2004 senesinde Alaca köyüne yakın bir dere yatağında bulunan kemiklerin kaybedilen kişilerden bazılarına ait olduğunun tespit edilmesiyle tekrar başlatılan soruşturma neticesinde ancak 2013 yılında iddianame kabul edilmiş ve Yavuz Ertürk’e dava açılabilmişti.
2013 yılından beri devam eden dava 4 Şubat 2014 tarihinde Diyarbakır’dan Ankara’ya nakledilmişti. Davanın Ankara’ya nakledilmesi nedeniyle, hem gerekli keşif ve incelemeler yerinde yapılamamış hem de kayıp yakınlarının duruşmaya katılımı her anlamda zorlaştırılmıştı. Neredeyse her duruşmada müdahil avukatları tarafından dile getirilen yetkisizlik talebi reddedilmişti. Ayrıca 8 Aralık 2014 tarihine kadar gerçekleşen dokuz duruşmada, Yavuz Ertürk ile beraber operasyona katılan diğer faillerin de tespit edilebilmesi ve cezalandırılması açısından önem arz eden, Bolu Tugay Komutanlığı’nın personel listesi ve Ekim 1993’te Alaca Köyü ve civarında yapılan operasyonlara ilişkin belgeler bir çok resmi kurum tarafından benzer gerekçelerle mahkemeye gönderilmemişti.
Duruşma Salonunun Görünümü
Yavuz Ertürk’ün hala tek sanık olarak yargılandığı Kulp Davası’nın 8 Aralık 2015’te, Ankara 7. Ağır Ceza Mahkemesi’nde gerçekleşen 10. duruşması 09.15’te başladı.

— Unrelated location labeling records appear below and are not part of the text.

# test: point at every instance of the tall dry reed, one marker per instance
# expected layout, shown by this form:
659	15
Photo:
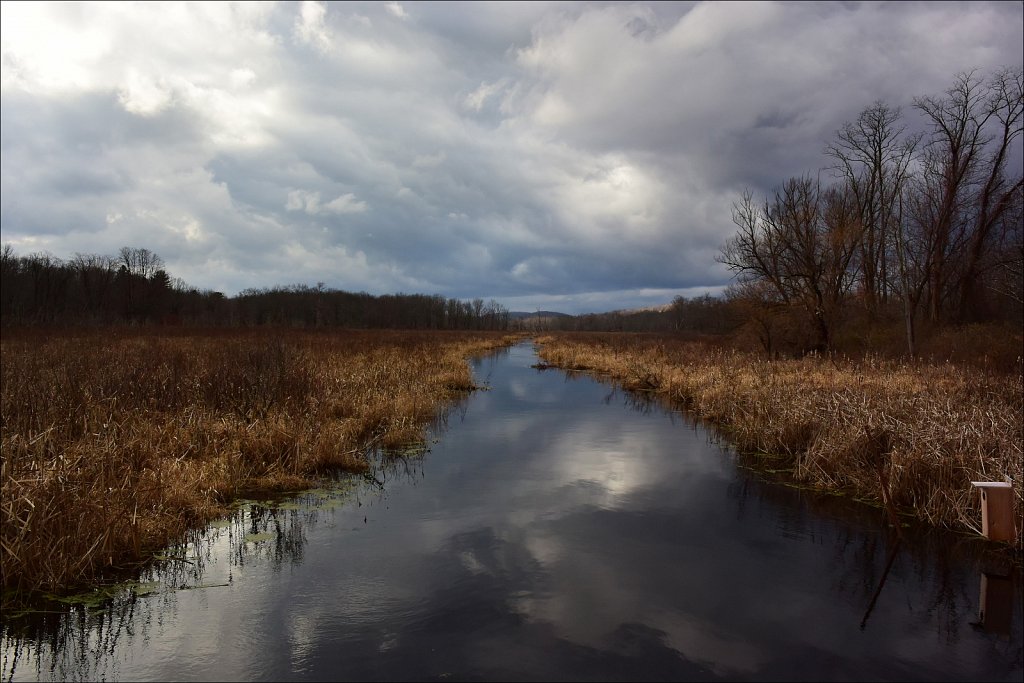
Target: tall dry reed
115	443
914	433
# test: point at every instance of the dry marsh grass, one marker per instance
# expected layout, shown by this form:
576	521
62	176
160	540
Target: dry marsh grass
914	433
115	443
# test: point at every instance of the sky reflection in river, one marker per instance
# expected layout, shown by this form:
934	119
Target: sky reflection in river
559	529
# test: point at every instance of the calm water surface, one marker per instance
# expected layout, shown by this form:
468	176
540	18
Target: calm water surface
557	529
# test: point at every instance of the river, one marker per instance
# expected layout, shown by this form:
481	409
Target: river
558	528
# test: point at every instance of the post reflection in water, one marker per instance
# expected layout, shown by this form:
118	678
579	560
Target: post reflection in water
558	529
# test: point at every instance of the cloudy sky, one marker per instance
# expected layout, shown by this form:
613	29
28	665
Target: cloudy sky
577	157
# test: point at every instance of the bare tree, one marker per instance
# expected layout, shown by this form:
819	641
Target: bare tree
873	156
968	190
802	245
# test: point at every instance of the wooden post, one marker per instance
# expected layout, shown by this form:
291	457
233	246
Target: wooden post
997	510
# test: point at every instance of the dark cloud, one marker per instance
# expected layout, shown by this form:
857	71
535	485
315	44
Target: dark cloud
586	155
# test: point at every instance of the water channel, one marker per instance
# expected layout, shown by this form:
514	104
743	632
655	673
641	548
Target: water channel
557	529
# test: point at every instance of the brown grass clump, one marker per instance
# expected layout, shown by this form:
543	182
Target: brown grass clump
114	443
914	432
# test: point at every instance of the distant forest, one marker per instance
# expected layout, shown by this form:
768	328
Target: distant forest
133	288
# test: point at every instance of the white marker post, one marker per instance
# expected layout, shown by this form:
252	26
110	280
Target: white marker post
996	510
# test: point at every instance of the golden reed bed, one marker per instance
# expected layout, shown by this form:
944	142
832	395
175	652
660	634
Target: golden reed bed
117	441
914	433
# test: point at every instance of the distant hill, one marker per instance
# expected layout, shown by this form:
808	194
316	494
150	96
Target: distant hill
521	314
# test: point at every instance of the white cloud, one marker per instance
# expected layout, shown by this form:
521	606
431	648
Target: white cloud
562	153
396	9
345	204
310	27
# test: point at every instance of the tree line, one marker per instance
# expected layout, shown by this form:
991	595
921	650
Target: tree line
920	223
133	288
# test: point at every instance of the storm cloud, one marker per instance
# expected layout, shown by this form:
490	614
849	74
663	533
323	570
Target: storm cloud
563	156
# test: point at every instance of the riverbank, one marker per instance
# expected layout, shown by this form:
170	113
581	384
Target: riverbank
116	442
912	434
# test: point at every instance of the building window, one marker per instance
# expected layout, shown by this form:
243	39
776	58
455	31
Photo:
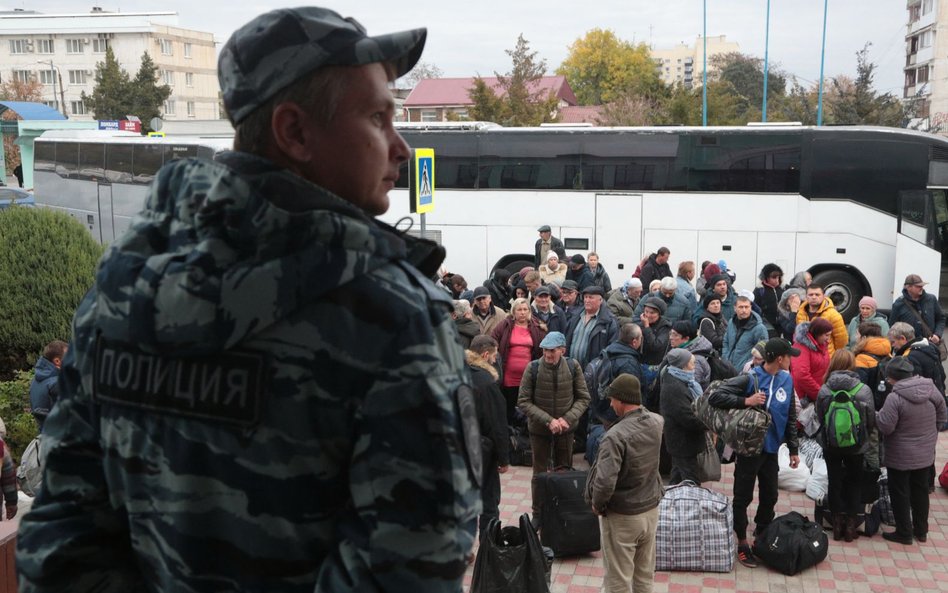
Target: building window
77	77
19	46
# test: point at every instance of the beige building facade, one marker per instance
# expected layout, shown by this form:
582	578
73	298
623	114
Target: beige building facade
62	50
684	64
926	64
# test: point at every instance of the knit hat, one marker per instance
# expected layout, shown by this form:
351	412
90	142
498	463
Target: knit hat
684	328
656	303
678	357
625	388
899	368
820	326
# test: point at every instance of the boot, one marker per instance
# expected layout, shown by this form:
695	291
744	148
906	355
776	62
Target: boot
850	531
839	526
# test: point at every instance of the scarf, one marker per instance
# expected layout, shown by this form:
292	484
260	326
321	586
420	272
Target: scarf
689	378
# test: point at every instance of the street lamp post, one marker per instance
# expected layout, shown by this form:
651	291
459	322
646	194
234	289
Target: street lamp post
819	103
763	108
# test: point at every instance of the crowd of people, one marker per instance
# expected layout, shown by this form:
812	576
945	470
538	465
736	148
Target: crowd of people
657	341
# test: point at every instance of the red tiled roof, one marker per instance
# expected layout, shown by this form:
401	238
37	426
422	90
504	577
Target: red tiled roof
579	114
437	92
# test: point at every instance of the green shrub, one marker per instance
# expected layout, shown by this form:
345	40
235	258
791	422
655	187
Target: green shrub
15	412
47	263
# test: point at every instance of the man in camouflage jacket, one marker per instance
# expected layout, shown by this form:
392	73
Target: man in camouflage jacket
264	391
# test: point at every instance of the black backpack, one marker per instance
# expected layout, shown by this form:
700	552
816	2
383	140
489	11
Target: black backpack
791	543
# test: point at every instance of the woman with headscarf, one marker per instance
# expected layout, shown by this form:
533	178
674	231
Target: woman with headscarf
844	467
867	313
711	323
518	342
684	433
790	302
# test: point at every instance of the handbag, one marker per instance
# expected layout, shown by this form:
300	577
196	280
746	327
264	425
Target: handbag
942	349
709	461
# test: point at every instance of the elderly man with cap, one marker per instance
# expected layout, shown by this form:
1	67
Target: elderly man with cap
579	272
677	306
486	314
553	396
622	303
919	309
769	386
593	329
624	488
264	391
546	243
656	332
550	316
909	422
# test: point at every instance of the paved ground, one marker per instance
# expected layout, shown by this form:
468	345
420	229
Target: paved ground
871	565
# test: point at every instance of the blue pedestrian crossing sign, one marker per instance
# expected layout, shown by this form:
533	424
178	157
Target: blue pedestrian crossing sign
421	180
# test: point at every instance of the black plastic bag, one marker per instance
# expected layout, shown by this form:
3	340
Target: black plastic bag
511	559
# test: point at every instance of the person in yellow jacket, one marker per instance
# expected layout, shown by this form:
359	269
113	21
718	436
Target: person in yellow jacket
818	305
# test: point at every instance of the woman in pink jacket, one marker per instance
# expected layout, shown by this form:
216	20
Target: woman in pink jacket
809	368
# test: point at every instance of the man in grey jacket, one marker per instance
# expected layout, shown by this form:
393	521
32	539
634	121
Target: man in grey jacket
624	489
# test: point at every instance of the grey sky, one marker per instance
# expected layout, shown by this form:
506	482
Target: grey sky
470	38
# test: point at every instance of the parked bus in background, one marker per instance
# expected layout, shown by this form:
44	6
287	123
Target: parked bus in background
859	207
101	177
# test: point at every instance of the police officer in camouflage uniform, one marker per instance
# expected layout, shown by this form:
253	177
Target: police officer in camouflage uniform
264	391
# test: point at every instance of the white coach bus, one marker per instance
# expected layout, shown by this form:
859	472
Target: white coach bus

Önceki duruşmalarda mağdur yakınlarının geliş gidiş masraflarının karşılanması talebine cevap verilmemesine rağmen 8 Aralık 2015 tarihli duruşmaya mağdur yakınlarının neredeyse tamamı katıldı. Ayrıca önceki duruşmalardan farklı olarak çeşitli insan hakları örgütleri temsilcileri ve medya mensupları çok güçlü bir katılımla salondaydı. Dikkat çekici bir husus ta duruşma başlamadan önce salonaa 10 tane çevik polisin girmesi, mağdur yakınlarının oturduğu sıranın arka sırasına aralıklı olarak oturmaları ve duruşma tamamlanana kadar salonda kalmaları oldu. Duruşma salonuna en son, sanık emekli Tuğgeneral Yavuz Ertürk korumalarıyla birlikte geldi.
Av. Tahir Elçi’yi Anma
Duruşma, mağdur yakınlarının avukatı Hasan Anlar’ın, katılanların avukatı olan eski Diyarbakır Baro Başkanı Tahir Elçi hakkındaki konuşması ile başladı. Av. Tahir Elçi’nin hayatı boyunca faili meçhul cinayetlerin ortaya çıkarılması için mücadele ettiğini ancak kendisinin de benzer bir şekilde öldürüldüğünü ifade etti. Özellikle Tahir Elçi’nin cezasızlığa karşı verdiği mücadeleyi vurgulayarak kendisine saygı ve minnetlerini bu duruşma tutanağıyla tarihe not düşmek istediklerini belirtti. Mahkeme başkanı bu açıklamanın dava ile bağlantısını göremediğini ama kendilerinin de üzgün olduğunu ifade etti. Ancak bu konuşma duruşma tutanağına geçirilmedi.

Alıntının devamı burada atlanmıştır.